- Number of weddings: 3
- Number of toasts: 11
- Number of bridesmaids at biggest wedding: 7
- Number of bridesmaids at smallest wedding: 6
- Number of falling-down-drunk brides: 1
We were all over the place this weekend. Here are some highlights from a weekend on the road:
Friday - Cape Cod
This was the first wedding in weeks where the humidity wasn't 100 percent, so it was bound to be enjoyable even if it was a lousy gig. (This would be a good time to remind the boys in the band to dry clean the tuxes once in a while, as they can already stand up by themselves and are on the verge of becoming self-aware.) Since the weather was so nice, the guests spent cocktail hour outside on the deck - much to the chagrin of C, who would have preferred that rain keep them close to the band even if we weren't playing yet. Really. D had been hired to play background music on the beautiful grand piano which was on the inside wall of the ballroom; he could have sat there picking his nose for an hour considering how few guests ventured inside.

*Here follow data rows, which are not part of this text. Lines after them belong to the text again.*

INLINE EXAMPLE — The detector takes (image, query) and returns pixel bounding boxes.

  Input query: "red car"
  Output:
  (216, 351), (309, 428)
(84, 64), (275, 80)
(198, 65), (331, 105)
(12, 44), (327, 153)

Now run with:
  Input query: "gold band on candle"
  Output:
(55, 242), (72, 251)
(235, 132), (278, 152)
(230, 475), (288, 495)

Mr. Malaprop made a guest appearance at the Centerpiece Giveaway. Many couples give them to the oldest person at each table, referred to by C as the "eldest citizen." (I have more than once pointed out to him that this makes illegal aliens ineligible.) Sometimes they are given to the person whose birthday is closest to the wedding day, which was what C announced at the appropriate time. The B yelled over to correct him that she wanted the flowers to go to the couple with the closest anniversary, which turned into: "I'm sorry, evidently the lovely bride would like the flowers to go to the couple with the highest anniversary. Once again, to today. That's the, highest couple."
Saturday - North Shore.
It's usually a tip-off that a party crowd is in attendance when they bring 12-packs of Heineken light to the ceremony. I had a duo (guitar/trumpet) for the service, then had to double-time across a college campus to set up for the reception and got there around the same time as our fill-in sax player. Actual first conversation:
"Hey, I'm D.J."
"D.J., I'm Chris. Nice to meet you. Mind if I ask you a few questions?"
"Sure, go ahead."
"Where should I stand?"
"We usually have the sax player next to the drummer, almost directly behind me."

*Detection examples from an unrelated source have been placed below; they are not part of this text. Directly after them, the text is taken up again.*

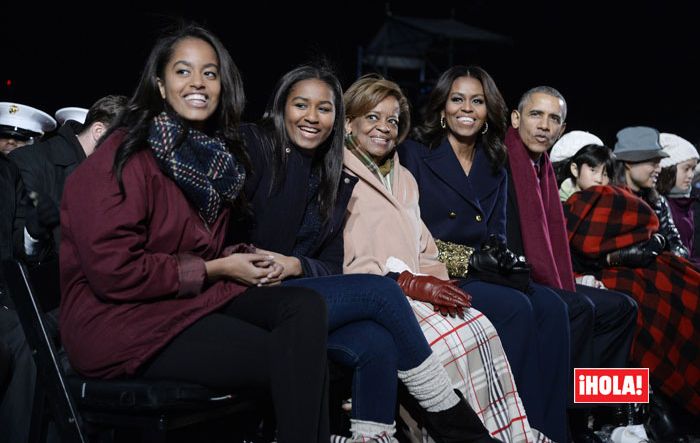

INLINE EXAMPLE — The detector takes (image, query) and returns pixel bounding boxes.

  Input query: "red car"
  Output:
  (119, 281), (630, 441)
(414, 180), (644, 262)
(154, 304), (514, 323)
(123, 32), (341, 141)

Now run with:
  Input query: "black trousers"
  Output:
(0, 304), (36, 443)
(553, 285), (637, 404)
(142, 287), (330, 443)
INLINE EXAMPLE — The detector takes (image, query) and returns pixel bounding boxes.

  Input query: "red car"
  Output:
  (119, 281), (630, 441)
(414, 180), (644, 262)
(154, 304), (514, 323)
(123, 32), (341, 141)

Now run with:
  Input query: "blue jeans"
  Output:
(283, 274), (432, 423)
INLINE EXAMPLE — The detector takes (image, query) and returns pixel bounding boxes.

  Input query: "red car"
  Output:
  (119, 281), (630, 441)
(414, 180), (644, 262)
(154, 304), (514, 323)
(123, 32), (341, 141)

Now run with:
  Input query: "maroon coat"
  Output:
(60, 131), (245, 378)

"Got it. What's the first dance song?"
"The Luckiest, by Ben Folds. Awesome song, but it's just piano and vocal - you can sit it out."
"Great. One other thing?"
"Sure, Chris, what is it?"
"Exactly which bridesmaid do I get to f^&k after the gig?"
He waited until I was drinking a glass of water to get just the right spit take.
It was the kind of night that paramedics showed up and we never found out why; that one of the members of the band claimed the bride came on to him; that the member of the band closest to C (different one) got so angry at him he was ready to squash his head like a cantaloupe; that the party was going so incredibly great we forgot to do "Sweet Caroline." Actually, that's all true except the last part - the day we do a wedding without Neil Diamond is the day the paramedics carry C out on a stretcher.
Sunday - New York area.
The function coordinator at this gig bore an odd physical resemblance to Nathan Lane, Rosie O'Donnell, Adolph Hitler, and Larry the Cable Guy. He seemed to be torn between wanting to treat us like all bands (that is to say, worthless morons) and wanting to pursue his attraction to C. (All FCs are attracted to C, male or female; I think it's his cologne.) For example: although he was happy to feed us, he gave us fish that had been sitting out for an hour and insisted that we bus our own plates.
New York weddings are tough because they have very specific schedules (the FCs are overbearing control freaks, did I mention that?) and don't allow the band to create any momentum. Here's an example worksheet:
- 6:00 PM - Band begins. Light instrumental music only!
- 6:12 PM - Line up wedding party.
- 6:17 PM - Begin wedding party entrance. Introductions should be spaced 20 seconds apart.
- 6:19 PM - Grand Entrance of Bride and Groom.
- 6:20 PM - First Dance. NO MORE THAN 2 MINUTES 15 SECONDS!
You get the idea. We've had wait staff run up to us, frantically waving clipboards and pointing to something like "Sherbet: 7:16 PM sharp!"
There's a traditional dance done at most Jewish weddings called the Hora. Those of you unfamiliar with the name would probably recognize it - the B and G are hoisted above the crowd on chairs while the rest of the guests circle them on the dance floor. I bring it up to caution those of you that might be participating in one sometime soon: don't use folding chairs. You'd think the Function Coordinator would make sure that appropriate seating is provided, but (s)he will probably be off yelling at the band.